Pourtant, cette position centrale n’apparait pas dans les concerts…

C’est toujours une limite de la politique culturelle. Nous connaissons peu certains univers musicaux parce que nous avons privilégié ce que le public apprécie sans effort.

Comment alors juger la vie musicale publique ?

Les petites institutions, souvent des donneurs d’ordre importants pour les territoires, qui ont le désir et l’audace de créer un espace pour un savoir musical qui ne va pas de soi, sont en danger. Or, la société ne comprend pas et ne protège pas leur action de régénération du répertoire et des interprètes, faute d’une culture musicale de base.

Allez-vous mettre à jour votre parcours avec Scarlatti ?

Le dixième volume édité avec l’excellent Moiraghi est désormais imprimé : les 30 Essercizi. Le 11e sera consacrée aux éditions du 18e siècle et aux Sonates non attribuées.

Dans quelle mesure ce merveilleux travail vous a-t-il détourné du reste ?

Il ne m’a rien pris : la recherche, l’enseignement et les concerts sont une trinité indissoluble.

Mais vous avez quitté le Conservatoire de Milan avant la date limite officielle…

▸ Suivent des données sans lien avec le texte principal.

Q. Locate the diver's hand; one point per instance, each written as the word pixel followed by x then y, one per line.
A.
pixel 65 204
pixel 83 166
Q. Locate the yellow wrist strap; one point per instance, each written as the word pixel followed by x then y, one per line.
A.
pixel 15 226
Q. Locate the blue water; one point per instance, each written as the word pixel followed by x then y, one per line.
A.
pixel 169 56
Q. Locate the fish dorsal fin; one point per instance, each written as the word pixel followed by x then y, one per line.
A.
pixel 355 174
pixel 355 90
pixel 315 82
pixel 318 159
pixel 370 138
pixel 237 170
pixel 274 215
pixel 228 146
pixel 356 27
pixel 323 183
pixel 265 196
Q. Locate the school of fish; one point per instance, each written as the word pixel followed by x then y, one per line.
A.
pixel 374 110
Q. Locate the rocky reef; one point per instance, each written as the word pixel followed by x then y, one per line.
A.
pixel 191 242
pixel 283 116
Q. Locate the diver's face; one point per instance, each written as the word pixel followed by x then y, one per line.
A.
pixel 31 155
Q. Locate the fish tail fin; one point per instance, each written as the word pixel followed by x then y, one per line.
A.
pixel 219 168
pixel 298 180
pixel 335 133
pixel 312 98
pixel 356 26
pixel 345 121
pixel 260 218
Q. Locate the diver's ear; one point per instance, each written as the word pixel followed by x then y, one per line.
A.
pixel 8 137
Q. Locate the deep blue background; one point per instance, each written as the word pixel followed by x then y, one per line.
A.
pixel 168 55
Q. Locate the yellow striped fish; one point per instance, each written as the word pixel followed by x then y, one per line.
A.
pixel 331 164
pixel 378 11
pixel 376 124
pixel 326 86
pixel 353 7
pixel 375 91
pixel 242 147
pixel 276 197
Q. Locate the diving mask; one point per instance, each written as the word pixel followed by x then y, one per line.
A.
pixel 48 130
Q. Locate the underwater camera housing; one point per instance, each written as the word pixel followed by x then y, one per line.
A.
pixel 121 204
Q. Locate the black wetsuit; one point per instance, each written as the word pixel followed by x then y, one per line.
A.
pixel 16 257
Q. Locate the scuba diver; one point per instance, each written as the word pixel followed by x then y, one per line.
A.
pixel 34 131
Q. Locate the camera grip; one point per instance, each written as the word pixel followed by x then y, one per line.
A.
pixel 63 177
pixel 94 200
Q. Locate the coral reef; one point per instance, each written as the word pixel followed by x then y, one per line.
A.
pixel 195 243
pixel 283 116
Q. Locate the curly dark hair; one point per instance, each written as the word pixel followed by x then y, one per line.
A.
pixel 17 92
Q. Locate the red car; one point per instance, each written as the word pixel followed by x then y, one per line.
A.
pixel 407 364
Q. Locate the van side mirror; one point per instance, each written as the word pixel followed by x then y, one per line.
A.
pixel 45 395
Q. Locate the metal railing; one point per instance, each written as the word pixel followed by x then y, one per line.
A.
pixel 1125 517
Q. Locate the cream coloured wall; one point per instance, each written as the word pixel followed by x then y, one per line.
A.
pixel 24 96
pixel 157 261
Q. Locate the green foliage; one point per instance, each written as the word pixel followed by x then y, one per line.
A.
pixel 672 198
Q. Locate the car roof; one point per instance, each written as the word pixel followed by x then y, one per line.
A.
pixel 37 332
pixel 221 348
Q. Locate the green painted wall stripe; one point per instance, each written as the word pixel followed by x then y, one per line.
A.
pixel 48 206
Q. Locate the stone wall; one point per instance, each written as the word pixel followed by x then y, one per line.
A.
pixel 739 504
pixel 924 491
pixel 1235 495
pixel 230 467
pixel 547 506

J’avais besoin d’air, pas de cages, ni de règlements ni d’institutions. Après, je n’ai pas arrêté d’enseigner, au contraire. Et surtout, j’ai appris de mes élèves. Chacun d’entre eux, avec sa dimension artistique et son humanité, a communiqué avec moi, m’a inspirée, m’a ouvert des mondes différents. Je leur suis reconnaissante pour cet échange continu et fructueux.

Angelo Foletto


[1réforme du système d’enseignement secondaire qui eut un impact durable sur l’éducation en Italie (1923)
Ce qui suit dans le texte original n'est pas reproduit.